The meetings took place from 9 a.m. to 12 noon.

Last Tuesday, ambassadors from Spain, Germany, and Morocco visited Marcos and on Thursday, the President-elect held a meeting with United States Deputy Secretary of State Wendy Sherman.

Of course, PBBM has had several meetings with Chinese ambassador Huang Xilian, the latest being at the celebration of the Filipino-Chinese Friendship Day on June 9. It was also the 47th anniversary of the establishment of the Philippine-China diplomatic relations.

In their meetings, UN Ambassador Gustavo Gonzales and Ambassador Annika Thunborg of Sweden were both assured by Marcos that under his administration, the Philippines will respect human rights and adhere to international law, aside from pursuing an open friendship with all nations.
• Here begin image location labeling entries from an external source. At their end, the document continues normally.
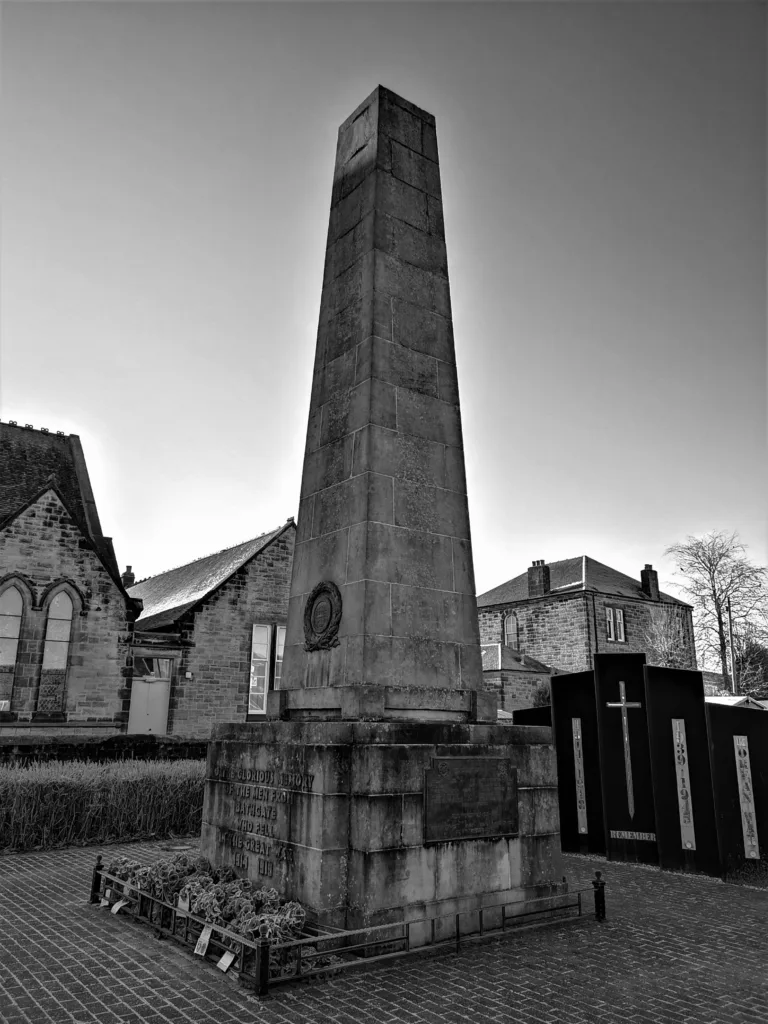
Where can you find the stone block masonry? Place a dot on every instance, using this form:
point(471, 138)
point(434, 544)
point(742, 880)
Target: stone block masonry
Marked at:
point(220, 629)
point(383, 512)
point(565, 631)
point(43, 549)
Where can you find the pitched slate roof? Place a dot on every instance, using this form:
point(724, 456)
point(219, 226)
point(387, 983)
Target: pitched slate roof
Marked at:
point(168, 595)
point(735, 700)
point(497, 656)
point(32, 461)
point(571, 574)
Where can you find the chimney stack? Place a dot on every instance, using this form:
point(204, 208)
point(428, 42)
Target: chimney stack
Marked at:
point(539, 579)
point(649, 582)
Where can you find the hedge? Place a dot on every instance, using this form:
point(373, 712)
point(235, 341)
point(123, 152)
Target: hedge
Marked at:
point(46, 805)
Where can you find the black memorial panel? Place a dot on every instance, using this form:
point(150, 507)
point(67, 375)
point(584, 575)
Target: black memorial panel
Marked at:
point(574, 723)
point(625, 758)
point(683, 799)
point(739, 772)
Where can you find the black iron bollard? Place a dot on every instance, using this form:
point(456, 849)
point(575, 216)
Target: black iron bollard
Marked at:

This is the same message that PBBM had with Wendy Sherman, who by now has relayed to US President Joe Biden that the new Philippine leader will pursue an even closer relations with the US, marked with a review of all economic and defense agreements with the United States, starting with the 1951 Mutual Defense Treaty.

With regard to China, Marcos has reiterated that the nation will continue with President Duterte's independent foreign policy. Marcos assured that China will be the country's strongest partner in this part of the world, but will not give an inch when sovereignty over any Philippine land is at stake. This should be the underlying principle in what incoming National Security Adviser Clarita Carlos elucidates as "critical engagement" with China.

Just like his father, President Ferdinand Marcos, and his immediate predecessor, President Duterte, Marcos is very versed with world history and geopolitical issues, especially because he grew up with a father who was adept at international goings- on and himself proficient in diplomacy.